Even with a majority in both chambers of Congress and Donald Trump in the White House, Republicans have found it difficult over the past two years to get major legislation passed.

That was not just due to obstruction by the Democrats, but also to internal dissent that repeatedly crippled the GOP on key issues like killing former President Barack Obama's landmark health care act and passing their own health care bill. That's why last year's massive tax cut bill pushed through despite ardent Democratic opposition remains one of the few signature achievements passed by the GOP during its hold on Congress.

If the legislative progress was slow with Republicans in control, it likely will come to a grinding halt with the incoming split Congress, said Philip Klinkner, chair of the government department at Hamilton College. "You'll see gridlock. Nobody has total control."

While each party can present its own legislative ideas, the other party can and likely will nix those plans to prevent the other side from scoring possible points for the upcoming presidential race in 2020.

And while Republicans and Trump remain in the political driver seat, they should theoretically have a greater interest in trying to pass bills to show their constituents that they have done a good job governing. But that traditional logic doesn't necessarily apply in the Trump era. In a contentious press conference after the midterm elections on Wednesday, Trump himself said as much when he told reporters that he would simply blame Democrats for a government shutdown.

Democrats, meanwhile, have little strategic interest in being seen cooperating or compromising with Trump's style of negotiating. "If the past is any prologue, I think he is going to negotiate simply in a sense of 'Give me what I want'," said Victoria Nourse, former chief counsel to Vice President Joe Biden and now the director of the Center on Congressional Studies at Georgetown Law School. 

Fresh investigations

Brace yourself: if one thing is certain about the new Democratic-controlled House of Representatives, then it's that lawmakers there are all but certain to launch a whole slew of investigations into Trump and his administration's conduct in office — to go along with the ongoing investigations into Russian meddling in the 2016 election and possible ties to the Trump campaign. The only question is how far-reaching those probes will be, said Nourse. 

"The one unknown is how Democrats are going to deal with investigations. There is a lot of pent-up energy in the Democratic Party to find out about things like the president's tax returns, to find out what happened with our electoral system, whether it remains subject to interference by foreign powers, and other investigations about corruption within our Cabinet," she said.

Read more: Opinion: Trump fever unbroken amid blue ripple in midterms

Trump, meanwhile, did not waste any time Wednesday telling Democrats how he would react to probes he would consider too personal or too broad, warning he would take a "warlike posture" against those kinds of investigations.  

While Trump's missing tax returns, his business deals and the controversial conduct of Cabinet members like Commerce Secretary Wilbur Ross and Interior Secretary Ryan Zinke are surely all on the investigative agenda, that's nothing compared to the biggie: probing possible Russian connections to the Trump campaign. 

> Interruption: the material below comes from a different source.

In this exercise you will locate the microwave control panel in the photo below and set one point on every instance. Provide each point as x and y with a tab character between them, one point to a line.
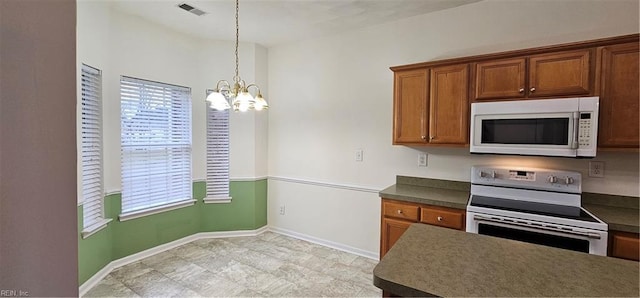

And with their new subpoena power, Democrats in the House now have a potent weapon in their arsenal to force potential witnesses to testify and tell the truth in committee hearings.

How Trump — who has repeatedly, and without prompting, maintained there was no collusion by his campaign with Moscow — would react to a Russia-Trump related probe was shown by his actions less than 24 hours after the midterms. After months of a deteriorating relationship he fired Jeff Sessions, his attorney general who refused to curtail or shut down special counsel Robert Mueller's probe into Russian election meddling.

Read more: What do the US midterms mean for the environment?

Democrats, similarly did not waste time responding to the ouster of the attorney general. "The firing of Jeff Sessions will be investigated and people will be held accountable," vowed Representative Jerrold Nadler, the likely new chair of the House Judiciary Committee. "This must begin immediately, and if not, then a Democratic Congress will make this a priority in January."

And so the main battle line for the next two years is already drawn, said government scholar Klinkner, who predicts that the resulting clashes between the new House and Trump won't be pretty. 

"[Trump] clearly sees the Mueller investigation as a mortal threat to his presidency, maybe even a real criminal threat to himself and he wants to shut it down," said Klinkner. "And he will use every possible means he has at his disposal to do that. So it's going to be crazy for the next two years."

Political climate

It's no secret that the US political climate was deeply divisive even before Trump's arrival on the political stage. And it's clear that in less than two years in office Trump has been responsible for a deterioration of political discourse and public civility, bringing it to a level simply not imaginable prior to his inauguration.

And we probably haven't reached rock bottom yet. That's because the political divide between Republicans and Democrats has been even further exacerbated by the midterm results, said Klinkner.

The new Democratic caucus in the House will be defined by the many freshly elected women, many of them nonwhites and almost all from metropolitan areas with diverse populations. Meanwhile, Congressional Republicans will be mostly white, mostly male and mostly from rural areas.

"Trumpism is really largely an appeal to some sort of white nationalist sentiments in the American electorate," said Klinkner.

When asked to give a preview of what to expect until the 2020 election, he offered this: "Take everything you have seen over the last two years and multiply it times a hundred."